In addition, as all drawings have been prepared to meet generally accepted professional standards and the

international building code, they have been prepared without any knowledge of, or reference to, the

Buyer's specific site or geographical location. Specific geographic location conditions vary and include, but

are not limited to such things as: frost depth, soil bearing capacity, seismic and wind zones, snow loads, etc.

In addition, local code requirements may vary for issues focusing on life safety, and light and air

requirements, including, but not limited to stair rise and run, egress windows and smoke detectors, etc. It is

the Buyer's responsibility to consult with his or her chosen builder, local building department and a

structural engineer to determine that these documents meet all current federal, state/provincial and local

codes, ordinance/bylaws and regulations, etc. and are appropriate to specific site conditions. Compliance

with such requirements shall take precedence over these documents.

Any use of these drawings and other documents without adaptation to changes in code, standards, site

conditions and other factors is at the Buyer's sole risk. Seller assumes no responsibility for changes made

to these plans by others and makes no warranties, either expressed or implied, in the use of these plans.

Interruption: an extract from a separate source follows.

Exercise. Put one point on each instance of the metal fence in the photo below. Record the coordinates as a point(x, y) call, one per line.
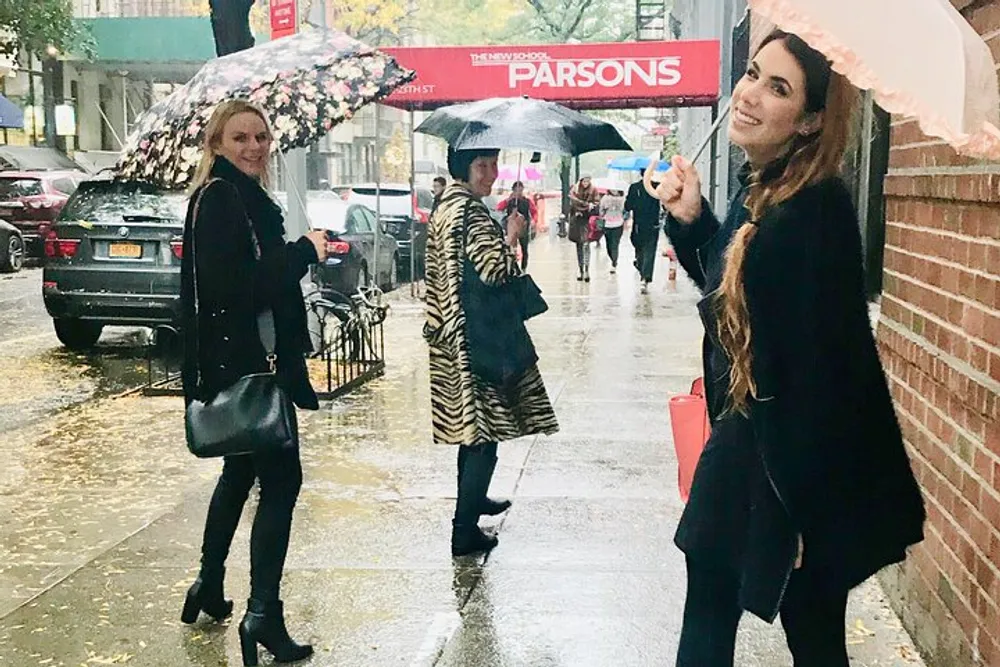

The

Buyer agrees to defend and indemnify Seller for all claims, costs, loses or damages resulting from the use

of these documents.

As the Seller has not been engaged for construction supervision of any kind, Seller therefore assumes no

responsibility to ensure that construction conforms to these plans. Seller disclaims any liability for

negligence by builders, misuse or misunderstanding of the plan by builders, or defective materials used by

builders (other than those provided by Seller).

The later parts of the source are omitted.